UNITED STATES DISTRICT COURT DISTRICT OF CONNECTICUT
Oct 25, 2019
2:89-CV-00570 (KAD) (D. Conn. Oct. 25, 2019)

Opinion

2:89-CV-00570 (KAD)

10-25-2019

WILLIAM ROE, et al., on behalf of themselves and all others similarly situated Plaintiffs, v. MICHAEL HOGAN, et al. Defendants.


MEMORANDUM OF DECISION RE: MOTION FOR COMPLIANCE (ECF NO. 168)

Pending before the Court is the motion for compliance filed by Anthony Dyous on June 10, 2019. (ECF No. 168.) For the reasons stated herein, Dyous' motion is found as MOOT in part and otherwise DENIED.

Procedural History

On August 31, 1989, patients committed to the jurisdiction of the Connecticut Psychiatric Security Review Board ("PSRB") filed this class action lawsuit against various Commissioners of the Department of Mental Health and Addiction Services. "The class alleged violations of: (1) their right to appropriate medical and psychiatric treatment, (2) right to be free from unnecessary restraint, (3) their right not to be deprived of their liberty without due process of law, and (4) their right not to be discriminated against because of their mental handicap as guaranteed by the First and Fourteenth Amendments of the United States Constitution." Roe v. Hogan, No. 2:89-cv-00570 (PCD), 2005 WL 8167655, at *1 (D. Conn. Sept. 30, 2005).

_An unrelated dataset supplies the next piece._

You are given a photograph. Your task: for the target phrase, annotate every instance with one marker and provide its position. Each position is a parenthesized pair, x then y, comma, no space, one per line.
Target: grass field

This matter was originally pending before the Honorable Peter C. Dorsey. It was transferred to the undersigned for all further proceedings on June 13, 2019. (ECF No. 167.)

In December of 1990, the parties settled the claims through the entry of a consent decree (the "Decree"), which remains in full force and effect today. The stated purpose of the Decree is to ensure that PSRB patients are not "denied access to appropriate therapeutic, recreational, rehabilitative or leisure activities which are available to other patients solely because of the patient's commitment to the PSRB." (Decree at ¶ 11.) It recognizes that "[a]ppropriate psychiatric treatment requires that patients be given increasing levels of freedom and responsibility consistent with their individual clinical status." (Id. at ¶ 12.) It further requires that decisions concerning the care and treatment of PSRB patients be made "only after an individualized evaluation and assessment of each patient which explicitly considers and documents the patient's mental status and degree of danger, if any." (Id. at ¶ 13.) To that end, the Decree sets forth several policies and procedures designed to ensure that PSRB patients are treated on an individualized basis and in a manner that is least restrictive on their freedom. (See generally id. at ¶¶ 15, 17-21.)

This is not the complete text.